The rule's immediate purpose is to ensure the development of a factual predicate in the record and, thus, enable the court to exercise its discretion in a considered, deliberate fashion. The rule's ultimate purpose is to ensure a fair trial by preventing "the use of surprise, trickery, bluff and legal gymnastics." Dodson v. Persell, 390 So. 2d 704, 707 (Fla. 1980). To achieve these goals, the rule has been given the broadest possible reach. It applies to both parties, Bradford v. State, 278 So. 2d 624 (Fla. 1973), and to all phases of the trial — rebuttal as well as the case-in-chief. Hicks v. State, 400 So. 2d 955 (Fla. 1981). Moreover, the failure to conduct a Richardson hearing is per se reversible error. Cumbie v. State, 345 So. 2d 1061 (Fla. 1977); but cf. Cuciak v. State, 410 So. 2d 916 (Fla. 1982) (failure to conduct a Richardson hearing may be harmless error in the context of a probation revocation proceeding).

The state suggests that we should apply Harris v. New York, supra, and create an "impeachment exception" to the Richardson rule. Harris carved out a narrow exception to the rule announced in Miranda v. Arizona, 384 U.S. 436, 86 S. Ct. 1602, 16 L. Ed. 2d 694 (1966). It holds that statements, which would be otherwise inadmissible because of a failure to advise a defendant of his rights, are admissible for the limited purpose of impeaching a defendant's credibility. In our opinion, Harris is inapposite to the case at bar. We are not concerned with the admissibility of evidence. Rather, we must determine whether a trial court is obligated to engage in a prescribed fact-finding process before determining whether a party may use undisclosed evidence. Florida courts have consistently held that a Richardson hearing is an indispensable prerequisite to determining the admissibility of undisclosed evidence. Indeed, a strong argument can be made for the proposition that the Supreme Court's decision in Cumbie v. State, supra, precludes any exception to Richardson. And if this were not the case, we still would not alter the existing rule. The requirement to hold a Richardson hearing reinforces the discovery rules and encourages full compliance. It would be counterproductive to disregard the cause of a discovery violation. Whether it results from deliberate noncompliance or mere negligence is a significant distinction which should be considered. Moreover, fairness dictates that a trial court evaluate the impact of a discovery violation and take whatever steps are necessary to prevent irremediable prejudice.

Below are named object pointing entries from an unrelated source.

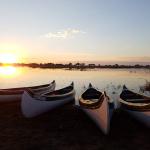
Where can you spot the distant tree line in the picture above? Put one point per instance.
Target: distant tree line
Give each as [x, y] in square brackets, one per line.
[81, 66]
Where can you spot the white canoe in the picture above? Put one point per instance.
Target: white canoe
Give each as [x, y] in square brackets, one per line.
[33, 105]
[14, 94]
[98, 110]
[136, 104]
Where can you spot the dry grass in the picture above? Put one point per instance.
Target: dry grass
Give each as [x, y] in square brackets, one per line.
[68, 128]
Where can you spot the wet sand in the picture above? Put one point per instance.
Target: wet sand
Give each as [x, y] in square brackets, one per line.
[68, 128]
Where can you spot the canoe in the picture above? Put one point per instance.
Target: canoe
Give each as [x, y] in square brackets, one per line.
[95, 104]
[14, 94]
[136, 104]
[33, 105]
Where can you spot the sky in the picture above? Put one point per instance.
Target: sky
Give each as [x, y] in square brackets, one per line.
[76, 30]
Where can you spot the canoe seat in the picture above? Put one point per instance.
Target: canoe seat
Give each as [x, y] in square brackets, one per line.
[91, 103]
[138, 100]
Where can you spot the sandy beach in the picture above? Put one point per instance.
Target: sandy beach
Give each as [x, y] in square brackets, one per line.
[68, 128]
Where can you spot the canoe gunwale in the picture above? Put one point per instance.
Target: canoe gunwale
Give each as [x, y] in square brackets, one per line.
[134, 106]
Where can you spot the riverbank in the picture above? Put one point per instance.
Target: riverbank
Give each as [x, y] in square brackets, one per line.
[68, 128]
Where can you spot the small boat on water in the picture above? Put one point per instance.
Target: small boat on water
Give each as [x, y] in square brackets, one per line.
[136, 104]
[14, 94]
[96, 105]
[33, 105]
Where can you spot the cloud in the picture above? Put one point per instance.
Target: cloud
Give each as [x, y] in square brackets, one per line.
[63, 34]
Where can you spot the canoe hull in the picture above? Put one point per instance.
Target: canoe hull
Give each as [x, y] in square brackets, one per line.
[10, 98]
[101, 116]
[32, 107]
[15, 95]
[144, 116]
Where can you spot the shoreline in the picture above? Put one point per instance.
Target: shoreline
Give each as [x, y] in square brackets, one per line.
[68, 128]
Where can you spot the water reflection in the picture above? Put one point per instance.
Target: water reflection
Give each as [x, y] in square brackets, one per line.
[7, 71]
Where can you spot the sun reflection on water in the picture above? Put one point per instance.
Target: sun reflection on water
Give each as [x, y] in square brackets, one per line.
[8, 71]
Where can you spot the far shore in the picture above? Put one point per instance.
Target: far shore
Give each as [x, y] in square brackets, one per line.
[80, 66]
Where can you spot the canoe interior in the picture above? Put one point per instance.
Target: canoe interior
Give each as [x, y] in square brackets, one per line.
[60, 91]
[91, 93]
[91, 99]
[130, 96]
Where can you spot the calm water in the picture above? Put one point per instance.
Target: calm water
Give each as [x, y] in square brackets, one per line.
[104, 79]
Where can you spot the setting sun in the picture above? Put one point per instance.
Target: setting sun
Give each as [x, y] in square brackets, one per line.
[8, 58]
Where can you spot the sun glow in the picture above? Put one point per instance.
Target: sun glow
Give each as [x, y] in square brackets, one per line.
[8, 58]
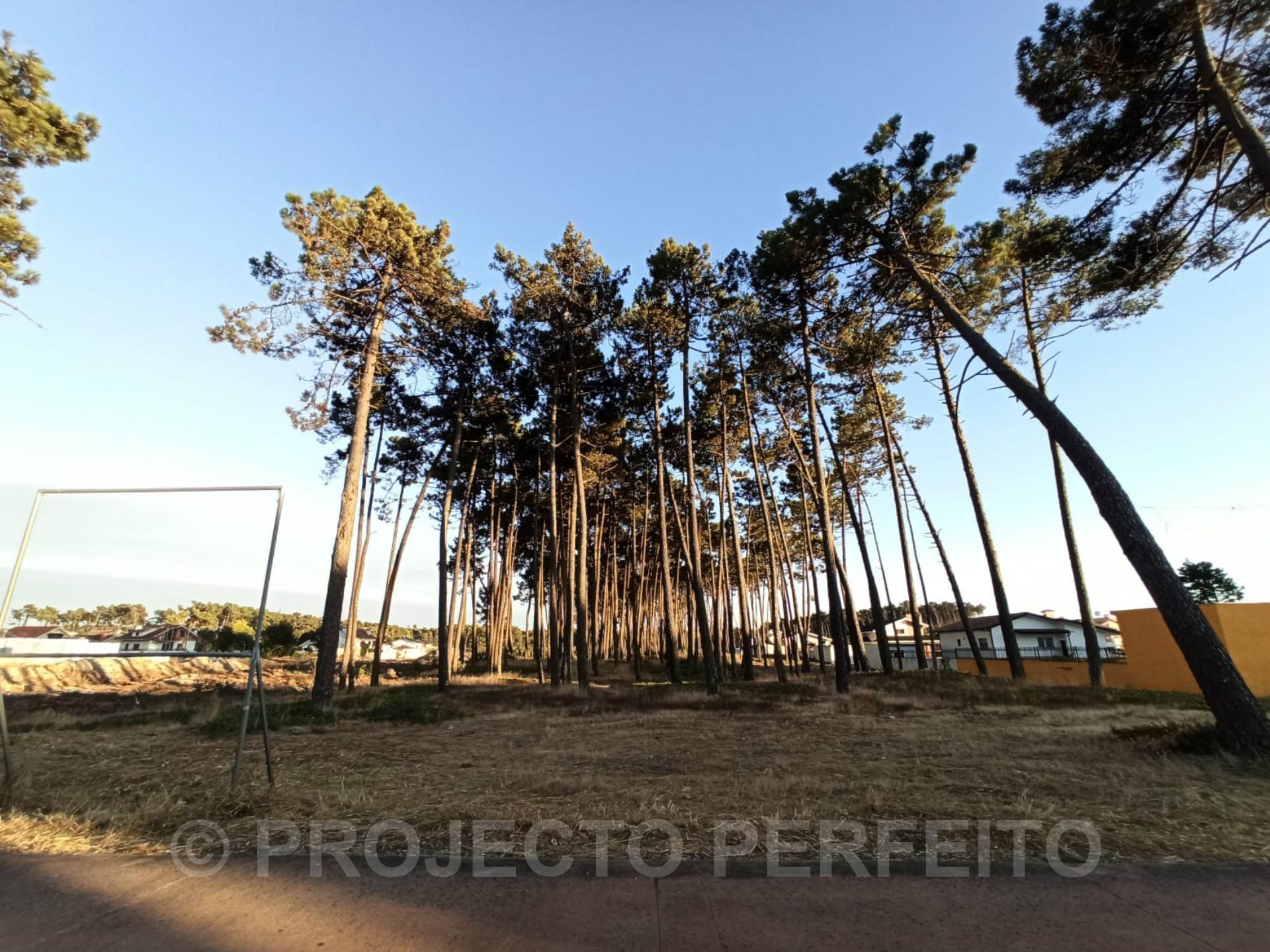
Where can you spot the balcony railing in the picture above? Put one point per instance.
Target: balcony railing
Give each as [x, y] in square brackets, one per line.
[1060, 653]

*612 We see no reason to change a procedure that works. Therefore, we decline to create an "impeachment exception" to the Richardson rule. Instead, we opt for its uniform, consistent application to all phases of the trial. Since the court in the case at bar failed to conduct the required hearing, defendant's conviction and sentence are reversed and the cause is remanded for a new trial.

REVERSED and REMANDED.

DOWNEY and BARKETT, JJ., concur.

NOTES

[1] Richardson v. State, 246 So. 2d 771 (Fla. 1971).